Code and methodology to produce the dataset in Grist and High Country News' investigation into state trust lands on reservations
Creative Commons Zero v1.0 Universal
0 stars 0 forks source link

feat: Add CI. #9

Closed parkerziegler closed 1 month ago

parkerziegler commented 1 month ago

⚠️ Note: This PR is dependent on #8—do not merge before then!

This PR adds a minimal CI setup for the STLoR repo. Now, on every push to main or PR against main, we take the following steps:

  1. In a fresh GitHub-hosted Ubuntu runner, checkout the the latest version of 03_ActivityMatch.csv on origin/main, which should represent our source of truth. Rename this file to main_ActivityMatch.csv and store it using the upload-artifact action.
    • This is the entirety of the checkout-data job.
  2. In a sequential job, download main_ActivityMatch.csv to the root directory using the download-artfiact action.
    • Note that this job acts on the branch of the current PR or commit.
  3. Install all dependencies listed in pyproject.toml.
  4. Build the dataset using the latest code changes in the PR or commit.
  5. Run our semantic comparison script between the CSV from origin.main and the just-generated dataset and print the diff (if any).

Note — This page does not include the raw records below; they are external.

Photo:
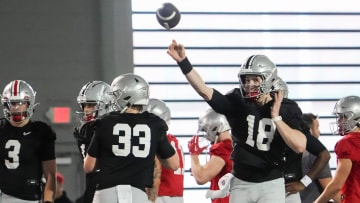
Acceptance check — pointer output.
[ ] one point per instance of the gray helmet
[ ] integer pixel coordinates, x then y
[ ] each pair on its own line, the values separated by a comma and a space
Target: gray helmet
347, 111
97, 93
129, 89
280, 84
262, 66
212, 124
18, 91
159, 108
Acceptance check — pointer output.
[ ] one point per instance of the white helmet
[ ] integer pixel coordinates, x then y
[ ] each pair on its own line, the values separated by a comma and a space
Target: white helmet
159, 108
212, 124
129, 89
262, 66
347, 111
18, 91
97, 93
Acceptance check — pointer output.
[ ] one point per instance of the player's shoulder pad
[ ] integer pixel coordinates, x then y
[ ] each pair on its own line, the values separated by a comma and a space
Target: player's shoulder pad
233, 91
156, 119
43, 129
2, 122
291, 106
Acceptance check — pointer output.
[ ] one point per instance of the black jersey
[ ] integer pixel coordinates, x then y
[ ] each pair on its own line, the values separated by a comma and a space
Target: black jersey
22, 151
293, 164
259, 149
125, 146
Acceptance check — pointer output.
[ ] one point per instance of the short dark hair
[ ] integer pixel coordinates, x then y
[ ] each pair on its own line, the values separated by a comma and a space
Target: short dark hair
308, 118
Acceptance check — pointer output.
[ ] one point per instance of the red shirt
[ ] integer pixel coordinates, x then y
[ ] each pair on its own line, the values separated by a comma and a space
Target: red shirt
349, 148
223, 150
172, 182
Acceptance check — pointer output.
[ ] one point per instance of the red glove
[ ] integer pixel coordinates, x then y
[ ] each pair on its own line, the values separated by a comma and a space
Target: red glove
193, 145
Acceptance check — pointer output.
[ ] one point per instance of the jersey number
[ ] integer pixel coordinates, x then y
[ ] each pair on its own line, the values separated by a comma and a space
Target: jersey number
13, 161
125, 141
265, 133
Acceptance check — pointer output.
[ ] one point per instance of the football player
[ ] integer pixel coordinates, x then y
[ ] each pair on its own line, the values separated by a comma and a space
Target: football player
313, 190
125, 144
294, 180
217, 131
94, 101
27, 148
171, 184
346, 179
262, 126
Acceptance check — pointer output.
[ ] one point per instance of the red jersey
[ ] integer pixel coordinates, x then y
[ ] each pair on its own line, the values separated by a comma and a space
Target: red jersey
349, 148
223, 150
172, 182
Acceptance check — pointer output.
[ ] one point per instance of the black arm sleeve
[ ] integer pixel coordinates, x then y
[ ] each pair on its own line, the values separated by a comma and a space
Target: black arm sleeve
313, 145
220, 103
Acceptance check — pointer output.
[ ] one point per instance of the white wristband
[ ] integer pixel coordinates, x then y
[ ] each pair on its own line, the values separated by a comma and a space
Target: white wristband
276, 118
306, 180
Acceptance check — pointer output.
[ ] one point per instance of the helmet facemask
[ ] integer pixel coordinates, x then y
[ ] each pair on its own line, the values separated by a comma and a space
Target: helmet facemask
344, 124
94, 95
211, 125
18, 93
261, 66
347, 111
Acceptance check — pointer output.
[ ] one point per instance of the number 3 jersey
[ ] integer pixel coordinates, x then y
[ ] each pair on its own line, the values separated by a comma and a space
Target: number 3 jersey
125, 146
258, 153
22, 151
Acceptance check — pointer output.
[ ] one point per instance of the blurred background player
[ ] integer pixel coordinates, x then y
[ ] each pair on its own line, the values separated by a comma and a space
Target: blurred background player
217, 131
171, 187
312, 191
262, 126
125, 144
347, 176
60, 195
94, 101
27, 149
294, 179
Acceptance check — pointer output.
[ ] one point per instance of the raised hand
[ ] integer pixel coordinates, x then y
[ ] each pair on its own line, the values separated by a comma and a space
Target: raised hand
176, 51
193, 145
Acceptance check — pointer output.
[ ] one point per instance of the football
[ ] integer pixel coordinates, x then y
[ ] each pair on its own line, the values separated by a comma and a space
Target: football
168, 16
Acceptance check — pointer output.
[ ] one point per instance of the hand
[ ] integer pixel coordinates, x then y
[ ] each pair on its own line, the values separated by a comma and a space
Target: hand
193, 145
294, 187
275, 110
224, 187
176, 51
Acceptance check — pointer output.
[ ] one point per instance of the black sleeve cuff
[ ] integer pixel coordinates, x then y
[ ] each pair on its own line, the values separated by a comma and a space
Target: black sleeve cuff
185, 66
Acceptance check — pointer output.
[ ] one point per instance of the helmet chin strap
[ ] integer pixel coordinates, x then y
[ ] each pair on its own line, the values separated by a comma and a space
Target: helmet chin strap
253, 96
18, 116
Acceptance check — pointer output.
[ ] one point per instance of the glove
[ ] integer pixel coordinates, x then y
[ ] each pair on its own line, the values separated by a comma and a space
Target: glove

Note that we don't error if there is a diff. I expect we may have a few changes in the coming days that will result in updates to the dataset, and we don't want to consider those errors. However, this script should at least alert us to instances where code changes amount to differences in the generated dataset.

parkerziegler commented 1 month ago

Note that the compare job is expected to fail until #8 is merged. We'll know for certain if everything is working correctly once we merge that PR and trigger a new run of the workflow here.

parkerziegler commented 1 month ago

currently seeing

Run python stlor/main.py
python: can't open file '/home/runner/work/STLoR/STLoR/stlor/main.py': [Errno 2] No such file or directory
Error: Process completed with exit code 2.

on the run attempt (post-merge of previous PR). is that expected behavior or a file path issue?

Expected—the branch just needed a rebase to pick up the new directory structure.